L’apice di questa strutturale distorsione si raggiunge in un campo ignoto ai più: la geoingegneria (di cui parliamo specificamente in un altro articolo). Si tratta di tecnologia (quindi non molto di ricerca) che punta a interventi diretti sugli equilibri naturali atmosferici e geologici, per modificarli a presunto vantaggio dell’uomo, più spesso solo di particolari categorie produttive.

Si parte dall’inseminazione delle nubi per far piovere, o non far grandinare, o non far piovere, a schermare la luce solare per ridurre l’effetto serra, o assorbire CO2 o pomparla nel sottosuolo, o abbattere inquinanti, e così via, in un fiorire delle idee più stravaganti.

Molte sono ancora elucubrazioni fantascientifiche, fortunatamente lontane dall’essere praticate; altre sono già progetti pronti all’uso (meglio dire all’azzardo). Ma altre sono state già impiegate e si impiegano tutt’ora. E la notizia è totalmente sconosciuta e taciuta al grande pubblico, quando invece queste tecnologie avrebbero, e hanno, un’immediata vastissima ricaduta su tutta la popolazione vegetale, animale e umana delle aree dove vengono o verrebbero praticate, nella totale indifferenza e ignoranza dei possibili effetti negativi. Anche in questo caso esiste già scienza con la S maiuscola su processi e meccanismi complessi che suggerirebbe valutazioni molto più attente, nonché lo sviluppo di prove, queste sì di carattere scientifico serio, in condizioni confinate di sicurezza, per verificare effetti ed efficacia di tali tecnologie. Magari seguite da una grande comunicazione neutrale dei risultati a tutti i cittadini.
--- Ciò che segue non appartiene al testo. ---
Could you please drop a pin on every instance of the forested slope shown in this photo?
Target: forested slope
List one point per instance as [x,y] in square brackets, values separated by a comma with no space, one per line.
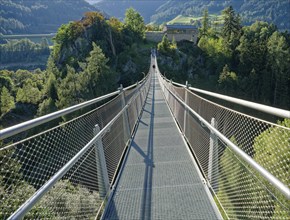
[39,16]
[273,11]
[90,58]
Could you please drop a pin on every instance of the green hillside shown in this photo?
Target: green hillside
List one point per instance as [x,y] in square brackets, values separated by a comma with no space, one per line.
[38,16]
[272,11]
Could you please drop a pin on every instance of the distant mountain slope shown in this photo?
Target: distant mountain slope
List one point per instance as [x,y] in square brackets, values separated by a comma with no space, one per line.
[276,11]
[39,16]
[117,8]
[159,11]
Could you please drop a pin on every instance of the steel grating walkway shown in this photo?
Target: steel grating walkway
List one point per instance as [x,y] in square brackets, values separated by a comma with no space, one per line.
[159,179]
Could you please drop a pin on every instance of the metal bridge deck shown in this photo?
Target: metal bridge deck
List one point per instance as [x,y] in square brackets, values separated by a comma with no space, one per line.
[159,179]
In altre parole, mentre possiamo accettare la definizione che «la ricerca scientifica non è democratica», intendendo che non possa e non debba essere limitata da decisioni affidate al sistema democratico, se non sul piano dell’indirizzo preferenziale delle risorse, tutt’altra cosa sono le applicazioni tecnologiche, dove invece la democrazia decisionale, seguente alla corretta e completa informazione, deve essere la regola.